Earlier Bruggenthies’ successor, Mike Kertcher, had been talking up expectations. This weekend is going to be bigger than ever, he predicted. Although a departure from the cutthroat competition of the IndyCar weekend five weeks ago, NASCAR two weeks ago or IMSA the first weekend of August, the International Challenge has always been popular. There’s an appetite for nostalgia.

In this paddock, Bobby Unser lives on in the autograph he signed five years ago on an Eagle he drove on and off for three seasons. The 1967 car originally belonged to Leader Card Racers. Now it’s in the hands of music industry executive Scott Borchetta, who races a ’71 Corvette in vintage events and a modern Ford Mustang in Trans Am’s TA2 class.

A 1967 Eagle carries the signature of three-time Indianapolis 500 winner Bobby Unser, who drove it parts of three seasons. Unser died last year.
A 1967 Eagle carries the signature of three-time Indianapolis 500 winner Bobby Unser, who drove it parts of three seasons.

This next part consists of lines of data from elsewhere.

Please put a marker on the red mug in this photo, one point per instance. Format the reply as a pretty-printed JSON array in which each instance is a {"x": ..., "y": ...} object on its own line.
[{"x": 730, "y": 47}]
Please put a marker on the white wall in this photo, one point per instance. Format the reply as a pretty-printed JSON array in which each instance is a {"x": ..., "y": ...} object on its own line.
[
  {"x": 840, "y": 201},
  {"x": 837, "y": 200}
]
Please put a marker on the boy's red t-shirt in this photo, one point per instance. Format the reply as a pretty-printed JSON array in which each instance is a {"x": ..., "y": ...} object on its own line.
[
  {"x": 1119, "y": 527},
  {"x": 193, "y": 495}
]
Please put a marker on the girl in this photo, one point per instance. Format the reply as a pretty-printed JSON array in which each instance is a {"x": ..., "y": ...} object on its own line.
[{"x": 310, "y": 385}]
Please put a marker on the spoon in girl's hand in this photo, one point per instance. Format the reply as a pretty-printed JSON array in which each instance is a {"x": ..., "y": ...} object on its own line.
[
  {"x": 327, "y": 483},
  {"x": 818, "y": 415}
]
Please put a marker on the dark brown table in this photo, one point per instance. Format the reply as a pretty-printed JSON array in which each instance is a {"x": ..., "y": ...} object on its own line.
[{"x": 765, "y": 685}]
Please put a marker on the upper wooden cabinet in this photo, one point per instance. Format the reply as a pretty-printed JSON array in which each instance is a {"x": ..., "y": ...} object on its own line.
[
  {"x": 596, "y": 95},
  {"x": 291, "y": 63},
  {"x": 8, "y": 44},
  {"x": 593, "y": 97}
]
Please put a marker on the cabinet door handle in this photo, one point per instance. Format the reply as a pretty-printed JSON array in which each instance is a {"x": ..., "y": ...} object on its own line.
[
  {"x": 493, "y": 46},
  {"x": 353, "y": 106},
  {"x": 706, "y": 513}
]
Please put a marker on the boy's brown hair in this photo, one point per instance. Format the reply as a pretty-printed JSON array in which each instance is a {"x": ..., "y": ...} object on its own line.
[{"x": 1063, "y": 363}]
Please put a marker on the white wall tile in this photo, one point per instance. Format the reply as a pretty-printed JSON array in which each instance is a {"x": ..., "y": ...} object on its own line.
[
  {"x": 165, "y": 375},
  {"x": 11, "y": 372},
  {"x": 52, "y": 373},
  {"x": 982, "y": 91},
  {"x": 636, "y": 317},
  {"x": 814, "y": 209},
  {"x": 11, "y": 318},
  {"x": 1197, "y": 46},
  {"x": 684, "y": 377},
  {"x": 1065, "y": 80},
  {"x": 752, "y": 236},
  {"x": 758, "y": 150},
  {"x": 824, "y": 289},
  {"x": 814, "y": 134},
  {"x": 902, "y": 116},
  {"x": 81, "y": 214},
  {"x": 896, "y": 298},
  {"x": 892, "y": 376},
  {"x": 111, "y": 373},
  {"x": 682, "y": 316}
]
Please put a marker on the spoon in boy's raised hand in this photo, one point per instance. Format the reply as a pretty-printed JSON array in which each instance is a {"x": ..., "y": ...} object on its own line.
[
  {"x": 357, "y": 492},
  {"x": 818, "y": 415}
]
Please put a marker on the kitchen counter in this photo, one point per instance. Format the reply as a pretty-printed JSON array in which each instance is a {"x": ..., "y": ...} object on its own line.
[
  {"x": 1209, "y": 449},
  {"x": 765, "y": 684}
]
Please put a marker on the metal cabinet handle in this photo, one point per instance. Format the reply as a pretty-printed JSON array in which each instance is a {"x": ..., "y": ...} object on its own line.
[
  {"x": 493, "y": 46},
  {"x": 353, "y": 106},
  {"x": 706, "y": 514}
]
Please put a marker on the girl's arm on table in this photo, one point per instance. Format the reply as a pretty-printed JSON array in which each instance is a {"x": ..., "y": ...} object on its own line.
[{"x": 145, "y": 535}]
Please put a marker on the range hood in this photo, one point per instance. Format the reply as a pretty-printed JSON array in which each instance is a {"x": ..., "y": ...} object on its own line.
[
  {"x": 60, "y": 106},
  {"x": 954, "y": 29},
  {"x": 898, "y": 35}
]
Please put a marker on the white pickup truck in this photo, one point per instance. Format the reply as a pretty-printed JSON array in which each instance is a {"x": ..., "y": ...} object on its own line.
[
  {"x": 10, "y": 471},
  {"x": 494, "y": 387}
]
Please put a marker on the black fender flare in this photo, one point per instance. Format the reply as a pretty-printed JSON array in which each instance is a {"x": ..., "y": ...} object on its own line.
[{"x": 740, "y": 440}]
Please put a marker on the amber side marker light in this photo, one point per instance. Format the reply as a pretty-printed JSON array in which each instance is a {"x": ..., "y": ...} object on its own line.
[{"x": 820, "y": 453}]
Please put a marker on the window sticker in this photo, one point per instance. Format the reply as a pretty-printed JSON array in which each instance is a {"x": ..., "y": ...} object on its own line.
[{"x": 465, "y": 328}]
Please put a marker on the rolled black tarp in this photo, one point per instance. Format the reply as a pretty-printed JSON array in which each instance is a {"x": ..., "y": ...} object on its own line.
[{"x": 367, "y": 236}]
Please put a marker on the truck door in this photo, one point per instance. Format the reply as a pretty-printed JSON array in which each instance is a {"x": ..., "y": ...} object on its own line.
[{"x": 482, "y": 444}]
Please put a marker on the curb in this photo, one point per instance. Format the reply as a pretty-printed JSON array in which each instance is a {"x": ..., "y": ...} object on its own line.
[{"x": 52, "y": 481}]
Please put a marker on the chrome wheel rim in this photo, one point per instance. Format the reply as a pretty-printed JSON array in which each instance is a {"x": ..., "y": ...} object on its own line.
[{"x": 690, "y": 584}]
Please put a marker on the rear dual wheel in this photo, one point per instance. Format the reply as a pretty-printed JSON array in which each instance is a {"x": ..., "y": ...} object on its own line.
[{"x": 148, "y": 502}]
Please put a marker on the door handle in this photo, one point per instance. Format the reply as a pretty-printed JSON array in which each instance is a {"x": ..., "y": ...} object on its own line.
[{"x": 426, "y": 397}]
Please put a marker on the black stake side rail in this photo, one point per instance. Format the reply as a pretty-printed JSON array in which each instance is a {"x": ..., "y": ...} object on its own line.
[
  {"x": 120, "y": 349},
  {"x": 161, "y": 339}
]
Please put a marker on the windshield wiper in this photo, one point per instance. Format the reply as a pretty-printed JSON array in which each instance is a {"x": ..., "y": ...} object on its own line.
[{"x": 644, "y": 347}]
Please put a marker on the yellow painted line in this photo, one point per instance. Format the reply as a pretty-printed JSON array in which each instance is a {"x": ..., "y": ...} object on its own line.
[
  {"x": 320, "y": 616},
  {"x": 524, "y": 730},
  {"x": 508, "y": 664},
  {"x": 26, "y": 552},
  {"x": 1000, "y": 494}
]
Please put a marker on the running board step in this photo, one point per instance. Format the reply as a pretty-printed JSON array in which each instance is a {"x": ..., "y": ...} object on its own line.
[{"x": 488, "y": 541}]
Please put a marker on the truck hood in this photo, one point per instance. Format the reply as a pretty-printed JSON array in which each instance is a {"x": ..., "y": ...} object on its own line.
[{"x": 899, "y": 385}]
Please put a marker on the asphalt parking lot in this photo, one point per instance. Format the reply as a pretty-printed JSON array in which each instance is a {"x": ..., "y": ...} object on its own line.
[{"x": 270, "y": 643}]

Unser died last year.

A few steps away, American racing history endures in the car that won the 1967 Belgian Grand Prix at Spa-Francorchamps. Constructed and driven by Gurney, it was the first American-built car to win a grand prix and he was the second American driver to do so. It and the Jorgensen Eagle in which Unser won the 1975 Indianapolis 500 are part of the Miles Collier Collection and usually are kept at the Revs Institute, a museum and archive in Naples, Florida.

Other All American Racers-built cars on site were driven by Rick Mears, Mark Donohue, Mike Mosley, Lloyd Ruby, Al Unser Jr. and Johnny Parsons Jr., to name a few, and prepared by any number of teams however famous or obscure. Nine of them carry the number 48. And a younger crowd may remember watching the MSA GTP Toyota once shared by P.J. Jones and Juan Manuel Fango II on these 4 miles in the early ’90s.

There’s never been a reunion like this one, pointed out Bruggenthies, now a senior consultant to Road America.

Whereas Can-Am cars are often the premier draw of one of the country’s most extensive vintage racing weekends, this time the Eagles are, even when they’re parked.

They’re far from the only cars. The track was anticipating some 400 entries, everything from a 1929 Ford Model A Speedster to a Porsche and an Audi from 2018, from Trans Am cars of the late ’60s to the ’97 Formula One cars driven by the father/son duo of Brian and James French.

Action was fairly light for qualifying sessions Friday, although that didn’t stop a few drivers from pushing – and exceeding – the limits of their machinery and skills under questionable conditions.

Blue skies throughout the weekend should produce more action by the time the featured races begin Sunday morning. And what looks better against a brilliant blue backdrop than an eagle? Or an Eagle?